By Kris McFalls

More and more, the healthcare industry is adopting the approach of the airlines by piling on fees to make up for decreasing profit margins. Everyone, it seems, wants more for less, leaving some patients no choice but to pay up or simply give up. And while insurance companies are frequent targets of consumer rage, they are not the only ones trying to find creative ways to stay afloat in a floundering economy.
Here is a sampling of a few things I have found:
- At a recent doctors’ visit, I noticed an engraved sign that warned if patients cancel within 24 hours of appointment time, they will be charged. The $25 amount was crossed out and changed to $70. Maybe if they actually collect on that, they can afford a new sign.
- Urgent care clinics and stand-alone emergency rooms seem to be popping up all over the place. Providers claim it is so they can meet the growing needs of the community. What they don’t tell you is that these types of facilities simply bring in more income than primary care clinics. Insurance companies figured out the game, and guess what? There’s an extra fee for that.
- Hospitals and outpatient facilities often post signs that convey the message that they may be “in-network”, but the labs and doctors employed in their facilities may not be. Furthermore, labs in particular could be outsourced to an out-of-network facility. So what is a patient supposed to do, have blood taken at multiple sites to ensure each test is done at an in-network facility? Surely that will curb costs. Nope!
- In addition to an annual deductible, consumers face additional deductibles within the insurance plan, some of which are not subject to the consumer’s out-of-pocket maximum. For instance, several major plans now have an annual overall deductible and a separate annual prescription deductible that must be met, after which the patient is also charged a co-pay or co-insurance. Of course, like coupons, deductibles cannot be combined.
- Politicians think we need better incentives to use primary care providers. They often suggest charging higher fees for expensive specialists to curb the overuse of unnecessary services. What politicians don’t understand is that patients with rare chronic diseases would love to see a primary care provider who understands their needs. Do they happen to know where one can be found? I guess their ignorance is understandable; they do, after all, have the best healthcare in the country that our tax dollars can provide.
- Insurers have created new specialty tiers, which apply to some medications, with 25 percent to 50 percent co-insurance. As the name suggests, these medications are special and, in fact, life-changing for many. However, they are so named not because of their miraculous effects on patients’ lives; they fall into the specialty tier because they generally cost more than $600 a month. Keep in mind that under many plans, those costs do not go toward the yearly out-of-pocket maximum. Great, let’s take the most vulnerable patients and price them out of their medications; surely that will bring the cost of healthcare down. Not!

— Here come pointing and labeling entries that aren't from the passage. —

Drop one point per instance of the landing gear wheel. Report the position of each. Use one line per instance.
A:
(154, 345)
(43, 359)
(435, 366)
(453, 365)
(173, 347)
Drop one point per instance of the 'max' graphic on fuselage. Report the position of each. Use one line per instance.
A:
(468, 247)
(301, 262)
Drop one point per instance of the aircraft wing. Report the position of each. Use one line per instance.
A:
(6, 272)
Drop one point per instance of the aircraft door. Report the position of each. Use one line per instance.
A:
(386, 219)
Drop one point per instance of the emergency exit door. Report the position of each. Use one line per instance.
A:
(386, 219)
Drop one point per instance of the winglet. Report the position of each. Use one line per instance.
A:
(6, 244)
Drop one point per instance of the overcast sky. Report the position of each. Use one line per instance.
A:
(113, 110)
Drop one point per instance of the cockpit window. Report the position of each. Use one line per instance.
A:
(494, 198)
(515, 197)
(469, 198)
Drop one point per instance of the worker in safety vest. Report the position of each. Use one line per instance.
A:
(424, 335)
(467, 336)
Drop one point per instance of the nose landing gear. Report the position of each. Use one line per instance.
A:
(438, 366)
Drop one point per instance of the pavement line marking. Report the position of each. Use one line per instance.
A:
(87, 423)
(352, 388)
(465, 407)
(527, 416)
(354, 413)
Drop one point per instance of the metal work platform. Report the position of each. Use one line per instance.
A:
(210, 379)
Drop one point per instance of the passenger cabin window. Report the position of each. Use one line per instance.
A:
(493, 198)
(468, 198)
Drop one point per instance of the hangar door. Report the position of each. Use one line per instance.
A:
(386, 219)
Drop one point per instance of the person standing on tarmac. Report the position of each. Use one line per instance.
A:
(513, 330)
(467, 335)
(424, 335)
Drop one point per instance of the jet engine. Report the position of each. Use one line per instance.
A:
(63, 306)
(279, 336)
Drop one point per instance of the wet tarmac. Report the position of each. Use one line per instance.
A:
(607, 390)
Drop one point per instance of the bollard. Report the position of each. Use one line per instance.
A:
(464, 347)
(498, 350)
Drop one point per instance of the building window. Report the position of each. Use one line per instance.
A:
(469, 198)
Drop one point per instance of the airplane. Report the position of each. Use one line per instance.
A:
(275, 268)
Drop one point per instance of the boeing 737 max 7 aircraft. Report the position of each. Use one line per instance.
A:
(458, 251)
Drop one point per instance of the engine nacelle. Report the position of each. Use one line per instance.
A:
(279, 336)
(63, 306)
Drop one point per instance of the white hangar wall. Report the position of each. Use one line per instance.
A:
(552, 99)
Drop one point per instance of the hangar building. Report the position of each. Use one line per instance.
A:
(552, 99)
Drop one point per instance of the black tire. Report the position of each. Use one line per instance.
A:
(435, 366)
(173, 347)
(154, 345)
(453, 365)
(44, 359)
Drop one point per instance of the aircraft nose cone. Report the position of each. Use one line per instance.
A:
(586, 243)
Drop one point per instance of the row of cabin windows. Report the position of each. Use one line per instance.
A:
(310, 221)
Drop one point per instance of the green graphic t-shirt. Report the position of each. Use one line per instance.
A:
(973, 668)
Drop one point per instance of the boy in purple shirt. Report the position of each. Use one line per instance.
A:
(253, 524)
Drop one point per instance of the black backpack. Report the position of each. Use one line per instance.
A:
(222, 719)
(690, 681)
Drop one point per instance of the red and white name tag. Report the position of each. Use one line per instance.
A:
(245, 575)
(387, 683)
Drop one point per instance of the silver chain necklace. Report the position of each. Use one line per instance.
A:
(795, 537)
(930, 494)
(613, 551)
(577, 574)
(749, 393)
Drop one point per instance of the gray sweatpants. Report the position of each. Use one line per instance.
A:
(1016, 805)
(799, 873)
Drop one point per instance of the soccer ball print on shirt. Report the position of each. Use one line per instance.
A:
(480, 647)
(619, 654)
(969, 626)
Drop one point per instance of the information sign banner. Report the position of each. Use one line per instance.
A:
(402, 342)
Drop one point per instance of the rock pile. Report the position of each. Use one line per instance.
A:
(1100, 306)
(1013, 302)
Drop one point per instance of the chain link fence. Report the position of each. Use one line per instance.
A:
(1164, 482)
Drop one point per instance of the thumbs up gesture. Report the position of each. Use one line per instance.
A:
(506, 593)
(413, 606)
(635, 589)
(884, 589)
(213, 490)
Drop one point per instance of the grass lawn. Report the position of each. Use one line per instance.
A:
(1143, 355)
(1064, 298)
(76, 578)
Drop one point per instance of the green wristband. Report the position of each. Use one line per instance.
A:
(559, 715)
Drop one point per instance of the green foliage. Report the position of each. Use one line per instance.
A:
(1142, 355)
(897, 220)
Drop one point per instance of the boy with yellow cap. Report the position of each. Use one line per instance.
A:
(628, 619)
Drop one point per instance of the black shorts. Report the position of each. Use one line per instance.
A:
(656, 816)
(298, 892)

No doubt about it, healthcare rates are skyrocketing at an alarming speed, and we must all do our part to keep costs down. Patients with a chronic disease are often well-schooled in budgetary restraints and the high costs of medicine, so they are mindful of healthcare expenses and take a proactive role in curbing these costs. Yet, despite this, the recent escalation in costs puts them in the unsustainable position of having to choose between basic essentials and life-saving medications. It’s not right!